Brothers Satish and Deepak Kalpoe (search), and 17-year-old Joran van der Sloot (search) were among the last people to see Holloway, 18, of Mountain Brook, Ala., before she vanished on the final night of a high school graduation trip to the Dutch Caribbean island.

The hearings were closed and the judge was expected to confer with two colleagues before issuing a ruling Thursday.

Separately, a U.S. organization that has been searching for Holloway for more than three weeks said it planned to halt its efforts and return home Sunday.

"We want to feel in our hearts we did everything," a tearful Tim Miller, director Texas EquuSearch, said at a news conference.

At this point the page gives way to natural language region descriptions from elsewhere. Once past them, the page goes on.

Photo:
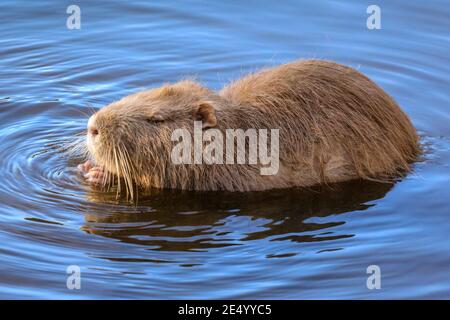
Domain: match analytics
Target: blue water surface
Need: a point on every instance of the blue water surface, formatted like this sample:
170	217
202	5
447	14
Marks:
284	244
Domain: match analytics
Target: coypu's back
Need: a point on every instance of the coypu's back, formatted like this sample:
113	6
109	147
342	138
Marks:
321	105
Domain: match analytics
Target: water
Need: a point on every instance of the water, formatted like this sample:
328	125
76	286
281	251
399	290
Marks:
279	244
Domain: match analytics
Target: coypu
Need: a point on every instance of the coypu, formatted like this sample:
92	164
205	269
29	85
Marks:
334	123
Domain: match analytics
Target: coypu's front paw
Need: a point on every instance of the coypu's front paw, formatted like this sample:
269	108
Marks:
93	174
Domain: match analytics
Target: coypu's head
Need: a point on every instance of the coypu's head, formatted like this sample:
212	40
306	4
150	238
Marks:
131	138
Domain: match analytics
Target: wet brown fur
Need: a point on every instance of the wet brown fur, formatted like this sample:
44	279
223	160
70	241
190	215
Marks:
335	125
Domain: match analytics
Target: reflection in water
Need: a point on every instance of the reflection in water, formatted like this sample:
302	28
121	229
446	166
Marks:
182	221
276	244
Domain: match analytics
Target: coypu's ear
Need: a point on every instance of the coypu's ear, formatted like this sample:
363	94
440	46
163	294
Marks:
206	114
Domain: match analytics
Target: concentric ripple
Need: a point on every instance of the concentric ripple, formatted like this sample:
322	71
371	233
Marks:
279	244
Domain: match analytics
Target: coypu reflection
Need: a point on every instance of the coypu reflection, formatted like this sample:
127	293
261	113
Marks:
179	221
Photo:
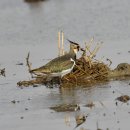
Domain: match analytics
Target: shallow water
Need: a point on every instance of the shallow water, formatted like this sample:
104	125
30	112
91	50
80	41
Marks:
33	27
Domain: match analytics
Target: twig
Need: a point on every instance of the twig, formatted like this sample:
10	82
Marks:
27	62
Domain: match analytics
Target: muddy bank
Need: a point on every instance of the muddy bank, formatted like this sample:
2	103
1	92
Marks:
84	74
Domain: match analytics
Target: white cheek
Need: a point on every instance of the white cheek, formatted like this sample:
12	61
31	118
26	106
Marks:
75	51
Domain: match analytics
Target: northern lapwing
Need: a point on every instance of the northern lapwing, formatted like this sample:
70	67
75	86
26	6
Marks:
59	66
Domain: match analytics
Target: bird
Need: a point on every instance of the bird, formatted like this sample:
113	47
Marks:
59	66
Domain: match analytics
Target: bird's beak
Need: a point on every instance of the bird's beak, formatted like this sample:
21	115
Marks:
78	48
82	49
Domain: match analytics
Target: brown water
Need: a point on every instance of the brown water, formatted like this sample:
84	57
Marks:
33	27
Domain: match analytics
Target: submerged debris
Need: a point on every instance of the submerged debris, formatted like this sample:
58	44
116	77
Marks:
80	119
33	0
90	105
123	98
66	107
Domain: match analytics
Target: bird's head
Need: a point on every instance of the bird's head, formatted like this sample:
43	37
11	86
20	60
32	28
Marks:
74	47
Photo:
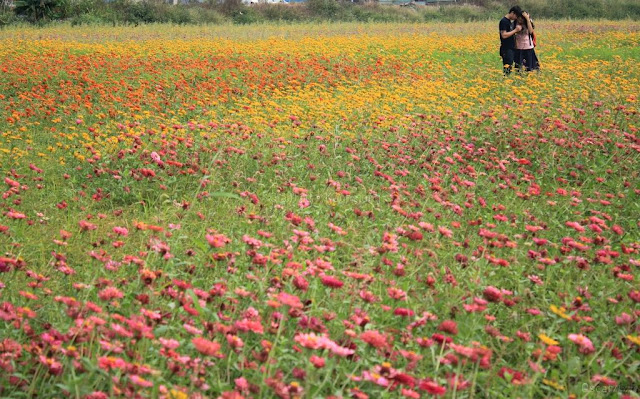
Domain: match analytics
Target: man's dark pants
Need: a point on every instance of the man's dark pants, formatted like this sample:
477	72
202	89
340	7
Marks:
508	56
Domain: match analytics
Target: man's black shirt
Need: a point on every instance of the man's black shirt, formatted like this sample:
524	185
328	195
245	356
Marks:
506	25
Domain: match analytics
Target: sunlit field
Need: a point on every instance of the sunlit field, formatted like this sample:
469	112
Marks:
315	211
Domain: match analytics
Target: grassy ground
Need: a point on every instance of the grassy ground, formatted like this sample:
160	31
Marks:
317	210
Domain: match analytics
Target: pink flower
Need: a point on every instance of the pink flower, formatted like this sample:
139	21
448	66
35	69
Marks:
217	240
624	319
403	312
449	326
331	281
585	344
206	347
110	293
492	294
318	362
289	300
122	231
140	381
374	338
432	387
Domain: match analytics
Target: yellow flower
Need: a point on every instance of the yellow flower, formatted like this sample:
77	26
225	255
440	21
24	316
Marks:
560	311
175	394
553	384
547	340
635	340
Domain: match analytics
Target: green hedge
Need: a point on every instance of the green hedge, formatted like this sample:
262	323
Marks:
128	12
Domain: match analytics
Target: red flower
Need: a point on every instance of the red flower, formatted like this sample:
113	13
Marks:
403	312
492	294
206	347
374	338
449	326
331	281
432	387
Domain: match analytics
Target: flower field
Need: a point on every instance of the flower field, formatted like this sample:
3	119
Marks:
347	211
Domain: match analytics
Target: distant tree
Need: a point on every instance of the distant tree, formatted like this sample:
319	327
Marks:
35	10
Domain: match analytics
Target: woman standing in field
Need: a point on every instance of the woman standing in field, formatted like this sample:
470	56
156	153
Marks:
525	52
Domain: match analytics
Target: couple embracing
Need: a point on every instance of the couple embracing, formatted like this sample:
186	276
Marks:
517	41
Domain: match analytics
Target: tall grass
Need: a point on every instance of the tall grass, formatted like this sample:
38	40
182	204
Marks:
128	12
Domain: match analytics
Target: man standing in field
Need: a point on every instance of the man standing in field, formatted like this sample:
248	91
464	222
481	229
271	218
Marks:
508	29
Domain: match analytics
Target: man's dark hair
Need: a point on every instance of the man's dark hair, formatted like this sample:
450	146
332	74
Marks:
516	10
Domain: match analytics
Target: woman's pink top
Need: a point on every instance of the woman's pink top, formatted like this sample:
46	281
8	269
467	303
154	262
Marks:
523	40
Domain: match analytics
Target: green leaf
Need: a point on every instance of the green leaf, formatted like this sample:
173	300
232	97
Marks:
222	194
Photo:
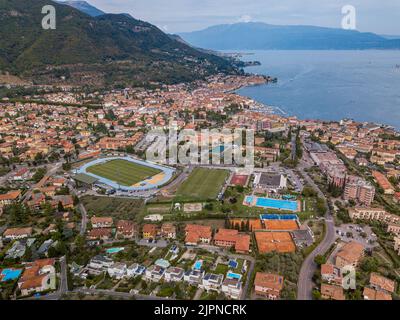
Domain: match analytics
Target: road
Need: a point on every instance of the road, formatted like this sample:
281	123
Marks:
116	294
308	268
218	250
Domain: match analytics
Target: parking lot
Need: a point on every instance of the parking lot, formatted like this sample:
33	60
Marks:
354	232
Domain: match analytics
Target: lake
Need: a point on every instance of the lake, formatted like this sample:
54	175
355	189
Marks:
330	85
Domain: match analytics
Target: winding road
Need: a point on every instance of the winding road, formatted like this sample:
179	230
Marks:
308	268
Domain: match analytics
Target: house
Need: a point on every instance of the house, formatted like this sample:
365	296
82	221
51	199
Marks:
154	273
232	288
231	238
100	234
99	264
22	174
332	292
117	270
372	294
174	274
10	197
397	245
264	181
149	231
38	276
331	273
350	254
197	233
66	201
17	233
193	277
381	283
212	282
268	285
101	222
135	270
126	229
168	230
383	182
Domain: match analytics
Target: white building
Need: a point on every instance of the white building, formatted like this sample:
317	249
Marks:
232	288
174	274
117	270
212	282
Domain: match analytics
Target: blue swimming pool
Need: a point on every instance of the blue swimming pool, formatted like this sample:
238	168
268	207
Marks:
232	275
10	274
114	250
277	204
278	217
198	264
232	264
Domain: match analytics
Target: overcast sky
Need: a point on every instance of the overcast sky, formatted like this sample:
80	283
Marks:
379	16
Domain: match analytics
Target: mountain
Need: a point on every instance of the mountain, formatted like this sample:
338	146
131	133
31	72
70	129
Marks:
83	6
103	50
261	36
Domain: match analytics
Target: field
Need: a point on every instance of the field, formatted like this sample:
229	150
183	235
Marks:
122	208
123	172
202	184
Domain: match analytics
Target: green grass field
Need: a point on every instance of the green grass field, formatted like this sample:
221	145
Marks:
202	184
123	172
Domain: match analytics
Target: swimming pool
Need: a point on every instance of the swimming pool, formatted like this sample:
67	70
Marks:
10	274
114	250
198	264
277	204
278	217
232	275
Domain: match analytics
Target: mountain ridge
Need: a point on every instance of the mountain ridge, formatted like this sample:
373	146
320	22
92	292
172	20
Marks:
263	36
109	48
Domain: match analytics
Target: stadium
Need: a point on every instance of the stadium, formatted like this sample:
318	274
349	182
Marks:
127	174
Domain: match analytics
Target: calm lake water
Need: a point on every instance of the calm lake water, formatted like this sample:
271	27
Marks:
330	85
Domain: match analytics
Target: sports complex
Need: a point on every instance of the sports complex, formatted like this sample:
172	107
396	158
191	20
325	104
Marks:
127	174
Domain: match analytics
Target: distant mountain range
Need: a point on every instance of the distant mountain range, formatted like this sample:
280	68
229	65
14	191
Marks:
262	36
85	7
107	49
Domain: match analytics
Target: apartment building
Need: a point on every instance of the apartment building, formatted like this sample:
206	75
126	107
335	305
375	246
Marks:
359	190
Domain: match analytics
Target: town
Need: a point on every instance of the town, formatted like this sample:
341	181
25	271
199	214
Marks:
84	214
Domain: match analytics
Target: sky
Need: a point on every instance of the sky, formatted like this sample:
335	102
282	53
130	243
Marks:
173	16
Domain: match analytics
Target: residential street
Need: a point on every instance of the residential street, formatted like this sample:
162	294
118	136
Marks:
305	284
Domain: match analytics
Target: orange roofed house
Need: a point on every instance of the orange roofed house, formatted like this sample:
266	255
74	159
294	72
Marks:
17	233
9	197
268	285
350	254
101	222
38	276
274	241
383	182
232	238
197	233
332	292
150	231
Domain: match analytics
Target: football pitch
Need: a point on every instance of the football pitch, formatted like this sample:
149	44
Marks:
123	172
202	184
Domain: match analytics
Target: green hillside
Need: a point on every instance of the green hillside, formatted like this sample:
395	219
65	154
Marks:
106	49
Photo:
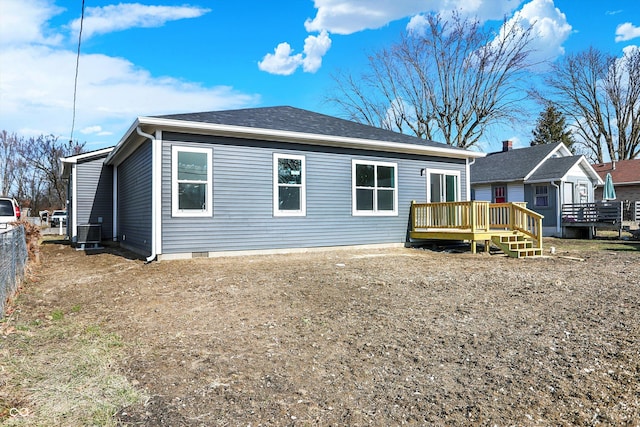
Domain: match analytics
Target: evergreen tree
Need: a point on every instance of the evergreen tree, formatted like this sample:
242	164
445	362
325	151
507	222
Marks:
551	128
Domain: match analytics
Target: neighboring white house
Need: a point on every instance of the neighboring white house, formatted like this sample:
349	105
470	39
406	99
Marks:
544	176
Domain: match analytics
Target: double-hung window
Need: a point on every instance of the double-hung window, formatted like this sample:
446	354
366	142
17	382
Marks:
541	195
289	192
191	181
374	188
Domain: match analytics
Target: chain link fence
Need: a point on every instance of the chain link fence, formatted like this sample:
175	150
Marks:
13	260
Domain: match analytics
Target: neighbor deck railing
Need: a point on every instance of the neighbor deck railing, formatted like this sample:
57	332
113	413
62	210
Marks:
477	217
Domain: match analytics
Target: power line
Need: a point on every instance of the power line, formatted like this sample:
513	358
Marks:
75	82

The first hearing Tuesday was an appeal of a judge's ruling earlier this month that there was insufficient evidence to hold the brothers in Holloway's disappearance. Satish Kalpoe, 18, and Deepak Kalpoe, 21, had been in custody since June 9, when they were arrested along with van der Sloot. They were released on July 4.

The Kalpoe brothers left court with their lawyers after brief hearings. Van der Sloot left the courthouse — handcuffed and hiding his face from the news media — in the custody of authorities.

David Kock, the lawyer for Satish Kalpoe, said he was confident the younger brother would remain free.

"There's nothing new against my client," Kock said outside the courthouse. "I'm speculating but perhaps the prosecution wants to appeal for PR reasons."

Kock said prosecutors informed him Monday that they had new evidence in the case that included online chatroom conversations between Deepak Kalpoe and van der Sloot.

But Ruud Offringa, the lawyer for the older brother, told reporters the chatroom conversations were not new evidence and had previously presented to a judge.

The judge was also hearing a fourth appeal from prosecutors seeking to overturn an order allowing van der Sloot's father, Paul, to visit his son while he's in custody.

Attorney General Caren Janssen has said that Paul van der Sloot, a judge in training on the island, had given his son and two friends legal advice, allegedly telling them, "When there is no body you don't have a case."

The father was arrested June 23 and released four days later after a judge ruled there was not enough evidence to hold him.

Holloway vanished in the early hours of May 30, just before she was to catch a flight home from a five-day vacation celebrating her high school graduation with 124 classmates.

Extensive searches of the island and surrounding waters by authorities and volunteers have turned up no trace of the young woman. Members of a volunteer search team from Florida State University's underwater crime scene investigation department left the island Tuesday.